Serving others helps us feel a greater sense of purpose. It feels good to look for ways to help your family, your friends, your neighbors. Maybe you can write up some instructions for someone about how to use a videochat tool like FaceTime. Or check in with someone who might be lonely via Facebook. Think about strengthening social bonds, as well as new ways that we can pool and share resources so we all have access to the things we need.

3. Write It Down
I’m a big fan of keeping a journal. Your journal doesn’t have to be a comprehensive document for every detail about your life. It can just be a place where you put down a few thoughts and observations from each day. When I was a kid, my mum made me keep a journal. She told me I could use it for anything: pictures, ideas, stuff I’d seen, stories I’d heard, whatever. There’s no “right” or “wrong” way to go about it. You just do it. I think one of the easiest ways to start a journaling practice is to assign a certain amount of time to dedicate to it every day. Maybe before you go to bed, give it 10 minutes. By the end of the week, you’re likely to have something interesting. You might even want to share the story of your week with someone else. Or read your own story years from now. Or pass it along to your children.

4. Learn About History
Read a memoir or a biography. Or give someone older than you a call, whether it’s a friend, a former teacher, or an elder in your family. These people are full of lessons and stories about history. Not the boring textbook kind of history, but real life lessons that you only gather through experience. Learning about the difficult times that have come before can yield surprising insights into our current situation. Ask someone about their experience during September 11th, for example. How did they feel immediately afterwards? And at what point did they start feeling better? When was it clear that things were improving?

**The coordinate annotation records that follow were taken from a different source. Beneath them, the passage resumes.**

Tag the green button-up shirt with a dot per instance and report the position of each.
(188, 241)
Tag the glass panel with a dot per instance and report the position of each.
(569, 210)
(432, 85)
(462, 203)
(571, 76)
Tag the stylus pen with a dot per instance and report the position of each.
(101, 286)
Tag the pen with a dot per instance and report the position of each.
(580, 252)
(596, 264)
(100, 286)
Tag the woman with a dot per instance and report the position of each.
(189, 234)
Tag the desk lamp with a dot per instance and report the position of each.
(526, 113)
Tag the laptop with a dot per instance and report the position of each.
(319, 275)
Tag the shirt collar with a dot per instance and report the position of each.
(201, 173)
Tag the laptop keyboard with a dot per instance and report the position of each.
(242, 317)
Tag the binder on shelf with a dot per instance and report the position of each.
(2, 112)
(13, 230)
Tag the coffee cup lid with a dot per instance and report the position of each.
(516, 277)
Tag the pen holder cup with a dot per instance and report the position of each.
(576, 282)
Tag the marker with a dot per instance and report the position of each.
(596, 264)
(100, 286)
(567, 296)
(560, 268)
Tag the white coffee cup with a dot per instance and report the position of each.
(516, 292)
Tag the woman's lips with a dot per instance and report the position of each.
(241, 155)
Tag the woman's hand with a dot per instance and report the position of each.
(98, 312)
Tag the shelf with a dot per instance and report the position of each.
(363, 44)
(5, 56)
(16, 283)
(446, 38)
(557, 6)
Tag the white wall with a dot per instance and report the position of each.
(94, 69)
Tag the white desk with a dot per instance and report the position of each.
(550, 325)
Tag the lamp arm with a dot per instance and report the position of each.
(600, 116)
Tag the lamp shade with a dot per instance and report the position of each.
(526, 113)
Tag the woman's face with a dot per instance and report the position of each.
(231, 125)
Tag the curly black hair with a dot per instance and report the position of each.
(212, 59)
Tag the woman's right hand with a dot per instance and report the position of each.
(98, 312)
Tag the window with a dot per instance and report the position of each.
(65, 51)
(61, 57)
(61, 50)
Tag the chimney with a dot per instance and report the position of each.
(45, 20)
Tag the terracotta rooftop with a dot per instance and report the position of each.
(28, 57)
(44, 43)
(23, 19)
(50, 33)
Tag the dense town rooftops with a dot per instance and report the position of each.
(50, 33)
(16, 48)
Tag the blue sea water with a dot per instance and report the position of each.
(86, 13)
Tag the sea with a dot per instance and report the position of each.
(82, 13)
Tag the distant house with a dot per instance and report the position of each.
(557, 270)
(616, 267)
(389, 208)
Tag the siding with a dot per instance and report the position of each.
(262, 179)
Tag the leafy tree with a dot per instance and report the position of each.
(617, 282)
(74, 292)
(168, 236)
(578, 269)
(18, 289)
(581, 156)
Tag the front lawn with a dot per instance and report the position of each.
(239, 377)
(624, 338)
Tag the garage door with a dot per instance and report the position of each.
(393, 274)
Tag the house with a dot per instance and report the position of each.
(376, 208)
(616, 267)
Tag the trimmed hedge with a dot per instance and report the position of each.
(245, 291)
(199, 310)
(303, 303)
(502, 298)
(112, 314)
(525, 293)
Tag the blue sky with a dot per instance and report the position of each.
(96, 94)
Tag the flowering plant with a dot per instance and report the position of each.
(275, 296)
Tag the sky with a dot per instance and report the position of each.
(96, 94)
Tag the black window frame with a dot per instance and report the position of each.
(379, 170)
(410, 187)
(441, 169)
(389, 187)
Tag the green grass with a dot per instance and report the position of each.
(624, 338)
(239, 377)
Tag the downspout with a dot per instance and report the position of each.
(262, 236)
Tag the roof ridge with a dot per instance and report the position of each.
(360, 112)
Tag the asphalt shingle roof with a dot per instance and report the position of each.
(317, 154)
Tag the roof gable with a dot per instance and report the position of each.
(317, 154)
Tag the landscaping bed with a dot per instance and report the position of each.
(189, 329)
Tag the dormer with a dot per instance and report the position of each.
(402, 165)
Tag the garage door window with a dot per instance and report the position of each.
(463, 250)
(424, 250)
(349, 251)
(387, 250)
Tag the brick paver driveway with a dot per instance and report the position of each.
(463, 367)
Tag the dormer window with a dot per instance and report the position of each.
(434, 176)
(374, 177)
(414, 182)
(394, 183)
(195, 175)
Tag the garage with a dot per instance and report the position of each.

5. Get into Science Fiction
It’s important to imagine the future. Maybe it’s a from year now, or maybe it’s 50 years down the road. Maybe more than that. What do people in the future look like, and what do they think of what we’re doing here in the “past”? How are today’s events informing the world of tomorrow? Do the people of the future greet each other in the same way? Use your imagination. Write it down in the Notes app on your phone. Put an idea on a Post-It note, or draw a picture in a sketchbook. Take your time. You might want to build on the story a bit each day. It doesn’t have to happen all at once.

An important thing to remember when the world feels out of control is that each one of us has the opportunity and the responsibility to write our own stories. We get to author some part of them ourselves. We can train ourselves to look for beauty in struggle, and to focus on moments of good, even in difficult times. It’s also okay to feel darker emotions like anxiety or despair. Those feelings are natural, and just part of being alert and alive.

Sometimes, when I feel overwhelmed by the events of the day, I imagine myself telling a story about what I’m experiencing. (Sometimes I even picture myself on stage at the National Storytelling Festival. Why not?) Storytelling isn’t just a way to explain your experience to someone else; it’s also a way of interpreting and understanding life as it happens. Sharing your story has great power to help others. But maybe more importantly, stories can help you find the power to heal yourself.

Does that sound like too much? Hey, that’s fine. Don’t beat yourself up. All you have to do is go back to step one. Start small. Wash the dishes. The rest will come.